If the bill passed, provinces would have six months to opt out — to keep their borders closed to outside alcohol. But, according to Albas’s bill, doing so would mean that province’s alcohol producers would not be able to ship their products outside the province either. The premiers of those provinces would be forced to explain to the public that they were opting out and explain to their alcohol producers that they would no longer be able to ship their products to consumers outside the province.
“It’s the 21st century; everyone else is using home delivery and Canada Post is a safe and trusted carrier,” Albas said.
Charlebois says Albas’s bill will face stiff resistance. He recognizes that an Opposition member’s private member’s bill would not survive a rumoured spring election, and says provinces such as Ontario and Quebec would also be vehemently opposed.
“These corporations do generate a lot of revenues for the government and they don’t want to compromise that or risk anything at this point without knowing how revenues could be affected if borders open up,” he said.

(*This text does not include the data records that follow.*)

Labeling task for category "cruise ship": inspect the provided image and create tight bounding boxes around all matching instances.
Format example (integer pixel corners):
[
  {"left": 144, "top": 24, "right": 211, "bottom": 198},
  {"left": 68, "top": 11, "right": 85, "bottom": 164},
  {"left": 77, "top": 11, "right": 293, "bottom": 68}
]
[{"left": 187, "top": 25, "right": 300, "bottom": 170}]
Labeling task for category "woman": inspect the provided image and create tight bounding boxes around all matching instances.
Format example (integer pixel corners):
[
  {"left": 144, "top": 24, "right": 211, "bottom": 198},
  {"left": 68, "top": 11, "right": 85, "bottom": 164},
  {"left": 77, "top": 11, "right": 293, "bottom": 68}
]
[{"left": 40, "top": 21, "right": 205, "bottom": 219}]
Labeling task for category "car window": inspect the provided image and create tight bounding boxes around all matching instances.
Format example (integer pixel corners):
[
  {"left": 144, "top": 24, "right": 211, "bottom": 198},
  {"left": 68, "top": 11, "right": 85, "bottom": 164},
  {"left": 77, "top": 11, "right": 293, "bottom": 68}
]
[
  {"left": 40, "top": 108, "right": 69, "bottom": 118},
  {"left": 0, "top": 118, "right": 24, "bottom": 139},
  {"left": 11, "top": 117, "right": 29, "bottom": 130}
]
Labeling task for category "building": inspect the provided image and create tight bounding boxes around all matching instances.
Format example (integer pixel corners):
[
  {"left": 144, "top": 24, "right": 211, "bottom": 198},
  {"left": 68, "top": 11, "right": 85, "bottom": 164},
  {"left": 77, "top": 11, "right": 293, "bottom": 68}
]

According to Statistics Canada, in 2018-19, net income and other government revenue derived from the control and sale of alcoholic beverages amounted to $12.4 billion across the country.
An LCBO spokesperson referred questions to Ontario’s Ministry of Finance.
“Ontario is committed to enhancing the interprovincial trade of beverage alcohol in a way that works for consumers and businesses and is consistent and fair to Ontario producers and retailers,” said Finance spokesperson Scott Blodgett.
“In June 2019, the federal government removed restrictions on the interprovincial shipping of liquor but did not remove the province’s authority to regulate alcohol, possession and sale within its boundaries. Ontario is aware of the Private Member’s Bill and is following its progress.”